Non-parametric tests (Mann–Whitney U-test) were used due to the small sample size. Results with p < 0.05 were considered significant and given as median ± IQR. All analyses were performed with R software version 3.5.1 (R Foundation for Statistical Computing, Vienna, Austria) [93].

5. Conclusions

By describing 23 novel CLCN5 mutations, this study extends the allelic heterogeneity of DD1. Our results on DD1 kidney biopsies provide evidence that ClC-5 is lost in PTCs, and this, in turn, leads to a defective trafficking of megalin and cubilin in these cells.

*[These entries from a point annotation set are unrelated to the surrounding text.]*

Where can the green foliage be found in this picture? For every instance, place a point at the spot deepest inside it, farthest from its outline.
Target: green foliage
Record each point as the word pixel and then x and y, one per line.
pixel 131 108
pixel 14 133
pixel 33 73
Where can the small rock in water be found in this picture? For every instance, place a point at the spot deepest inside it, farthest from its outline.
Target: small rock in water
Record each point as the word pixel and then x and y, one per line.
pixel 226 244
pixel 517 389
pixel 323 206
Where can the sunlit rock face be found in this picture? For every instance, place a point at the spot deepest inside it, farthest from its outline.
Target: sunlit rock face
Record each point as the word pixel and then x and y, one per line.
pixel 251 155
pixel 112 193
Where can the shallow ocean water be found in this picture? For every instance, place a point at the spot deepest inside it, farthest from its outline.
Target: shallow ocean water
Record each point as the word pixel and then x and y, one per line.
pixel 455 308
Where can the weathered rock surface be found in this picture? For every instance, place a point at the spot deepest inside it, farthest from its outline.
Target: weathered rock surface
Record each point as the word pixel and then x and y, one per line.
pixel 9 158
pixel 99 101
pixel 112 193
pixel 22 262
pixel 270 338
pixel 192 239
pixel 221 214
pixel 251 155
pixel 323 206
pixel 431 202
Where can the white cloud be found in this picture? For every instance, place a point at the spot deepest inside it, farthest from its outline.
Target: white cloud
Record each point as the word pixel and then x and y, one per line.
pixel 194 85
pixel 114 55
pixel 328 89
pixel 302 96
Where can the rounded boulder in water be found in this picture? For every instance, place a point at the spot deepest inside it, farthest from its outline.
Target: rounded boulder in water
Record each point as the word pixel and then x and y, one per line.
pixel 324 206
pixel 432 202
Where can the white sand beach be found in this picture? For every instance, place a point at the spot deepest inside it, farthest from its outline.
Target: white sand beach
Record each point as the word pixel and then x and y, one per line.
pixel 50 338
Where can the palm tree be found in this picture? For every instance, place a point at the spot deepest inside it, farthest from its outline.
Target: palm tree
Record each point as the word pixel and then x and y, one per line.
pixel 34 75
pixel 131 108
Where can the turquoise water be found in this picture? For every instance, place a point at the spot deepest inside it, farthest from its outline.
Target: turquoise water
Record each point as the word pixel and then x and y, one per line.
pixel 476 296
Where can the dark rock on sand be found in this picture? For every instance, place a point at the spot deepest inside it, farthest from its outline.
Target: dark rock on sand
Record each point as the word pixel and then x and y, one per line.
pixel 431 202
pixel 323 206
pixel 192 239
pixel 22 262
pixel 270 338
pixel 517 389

Using WES to investigate DD3 patients, we did not identify the supposed third Dent disease-causing gene. Instead, our study suggests that likely pathogenic variants in genes encoding components of the endocytic apparatus of tubular cells (megalin, cubilin, NHE3, and NHE-RF3) may have determined DD3 phenotypes. However, except for one patient in whom we identified a known monogenic disease, in the other patients, the presence of variants in more than one gene related in functional networks suggest that we are probably facing oligogenic disorders. Furthermore, our study suggests that DD3 patients are a pool of patients with DD-like phenotypes, which may present atypical phenotypes of known hereditary nephropathies or blended phenotypes.